Entonces, en medio de aquel respiro, el Gran Maestre entró, limpiándose las manos temblorosas en un paño.
—Mi Reina... el príncipe Aemond ha despertado —anunció el anciano, atrayendo la atención de toda la sala hacia su persona—. El dolor ha hecho perder el conocimiento al príncipe por momentos, pero vivirá. Sin embargo... como ya le dije a su Gracia, el ojo se ha perdido para siempre.
Lucerys Velaryon alzó la mirada lentamente hacia el fondo del salón, con el pecho agitado por los hipos del llanto, y en su mente supo que el destino de su tío ya estaba sellado.

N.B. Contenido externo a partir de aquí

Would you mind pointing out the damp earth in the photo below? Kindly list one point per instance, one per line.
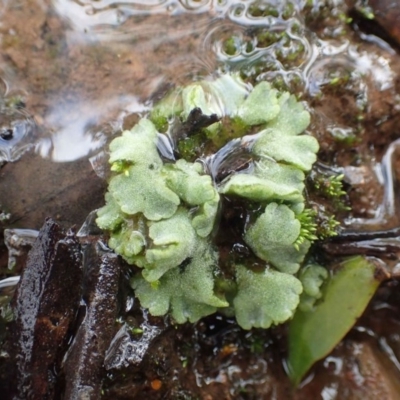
(73, 75)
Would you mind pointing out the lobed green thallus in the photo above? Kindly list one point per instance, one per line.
(163, 212)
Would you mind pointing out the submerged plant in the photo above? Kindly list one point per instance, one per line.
(166, 208)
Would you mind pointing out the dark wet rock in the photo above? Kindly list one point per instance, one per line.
(124, 350)
(387, 14)
(45, 304)
(38, 188)
(17, 133)
(18, 242)
(83, 366)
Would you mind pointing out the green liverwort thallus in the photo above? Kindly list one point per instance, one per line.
(162, 214)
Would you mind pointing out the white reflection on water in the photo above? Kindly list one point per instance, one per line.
(84, 15)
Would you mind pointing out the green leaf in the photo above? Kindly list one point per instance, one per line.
(129, 240)
(313, 334)
(143, 190)
(193, 96)
(188, 181)
(299, 151)
(312, 276)
(260, 106)
(137, 147)
(187, 293)
(173, 241)
(265, 298)
(109, 217)
(272, 238)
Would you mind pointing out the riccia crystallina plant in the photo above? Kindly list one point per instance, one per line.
(207, 202)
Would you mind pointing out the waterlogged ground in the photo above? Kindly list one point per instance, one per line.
(74, 74)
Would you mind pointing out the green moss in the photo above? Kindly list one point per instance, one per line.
(162, 216)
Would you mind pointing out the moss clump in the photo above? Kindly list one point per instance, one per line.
(165, 200)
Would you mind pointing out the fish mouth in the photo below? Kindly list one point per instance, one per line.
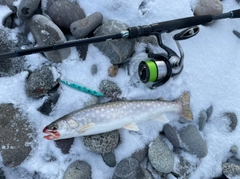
(52, 134)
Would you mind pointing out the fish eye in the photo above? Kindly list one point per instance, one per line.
(54, 127)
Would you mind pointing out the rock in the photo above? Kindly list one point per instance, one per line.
(234, 149)
(202, 119)
(117, 50)
(64, 12)
(49, 103)
(208, 7)
(45, 32)
(113, 70)
(128, 168)
(160, 156)
(140, 154)
(16, 133)
(232, 118)
(10, 66)
(109, 88)
(94, 69)
(231, 170)
(78, 169)
(26, 8)
(64, 144)
(109, 159)
(102, 143)
(193, 142)
(41, 81)
(171, 135)
(81, 28)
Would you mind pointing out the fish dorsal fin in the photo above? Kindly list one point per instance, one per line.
(132, 127)
(86, 127)
(162, 118)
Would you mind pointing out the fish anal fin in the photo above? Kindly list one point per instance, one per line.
(132, 127)
(162, 118)
(83, 129)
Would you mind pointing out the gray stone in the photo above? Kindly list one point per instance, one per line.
(102, 143)
(128, 168)
(109, 88)
(160, 156)
(208, 7)
(77, 170)
(109, 159)
(26, 8)
(117, 50)
(193, 142)
(202, 119)
(231, 170)
(45, 33)
(85, 26)
(40, 82)
(16, 133)
(64, 12)
(234, 149)
(171, 135)
(140, 154)
(232, 118)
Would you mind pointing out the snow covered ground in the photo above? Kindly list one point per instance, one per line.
(210, 74)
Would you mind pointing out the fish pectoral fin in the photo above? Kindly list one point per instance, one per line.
(132, 127)
(162, 118)
(83, 129)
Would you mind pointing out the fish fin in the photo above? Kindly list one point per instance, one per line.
(132, 127)
(186, 111)
(83, 129)
(162, 118)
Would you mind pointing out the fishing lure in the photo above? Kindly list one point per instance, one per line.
(82, 88)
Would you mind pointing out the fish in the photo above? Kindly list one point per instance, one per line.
(113, 115)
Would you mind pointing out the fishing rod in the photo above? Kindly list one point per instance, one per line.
(162, 66)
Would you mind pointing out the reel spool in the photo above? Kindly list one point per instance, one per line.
(161, 67)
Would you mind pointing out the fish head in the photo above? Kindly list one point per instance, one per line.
(52, 131)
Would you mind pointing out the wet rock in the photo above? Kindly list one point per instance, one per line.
(94, 69)
(64, 12)
(109, 88)
(78, 169)
(231, 170)
(171, 135)
(64, 144)
(140, 154)
(81, 28)
(128, 168)
(45, 32)
(109, 159)
(26, 8)
(160, 156)
(16, 135)
(232, 118)
(192, 141)
(117, 50)
(102, 143)
(208, 7)
(202, 119)
(113, 70)
(234, 149)
(49, 103)
(41, 81)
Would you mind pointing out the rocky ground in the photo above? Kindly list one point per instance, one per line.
(156, 160)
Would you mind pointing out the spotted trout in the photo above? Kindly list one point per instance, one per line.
(114, 115)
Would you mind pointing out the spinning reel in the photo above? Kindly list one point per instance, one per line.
(162, 66)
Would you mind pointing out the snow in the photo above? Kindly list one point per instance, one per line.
(210, 75)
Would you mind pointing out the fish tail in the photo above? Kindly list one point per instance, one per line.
(185, 102)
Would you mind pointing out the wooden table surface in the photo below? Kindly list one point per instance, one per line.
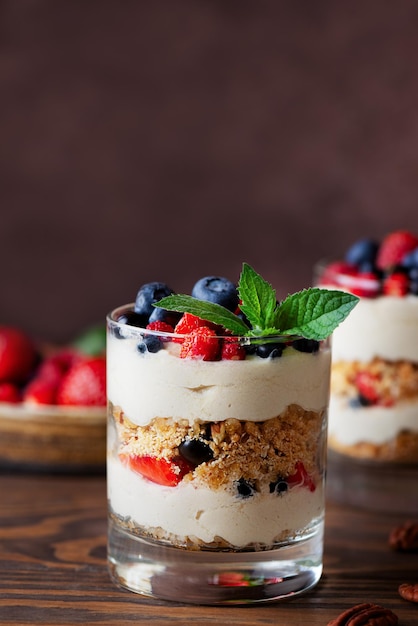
(53, 564)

Aemond viviría. Su tío no estaba muerto. Luke no era un asesino de parientes... El niño miró sus propias manos manchadas de rojo e intentó limpiarse con su túnica sucia, sintiendo que algo había cambiado en todo su ser. El pequeño ya no se sentía como el mismo de antes. Y el menor podía apostar que Aemond se sentiría igual que él.
Nada volvería a ser igual; eso fue lo que la mirada de su tío herido le susurró en la mente. Y todo era culpa de Lucerys.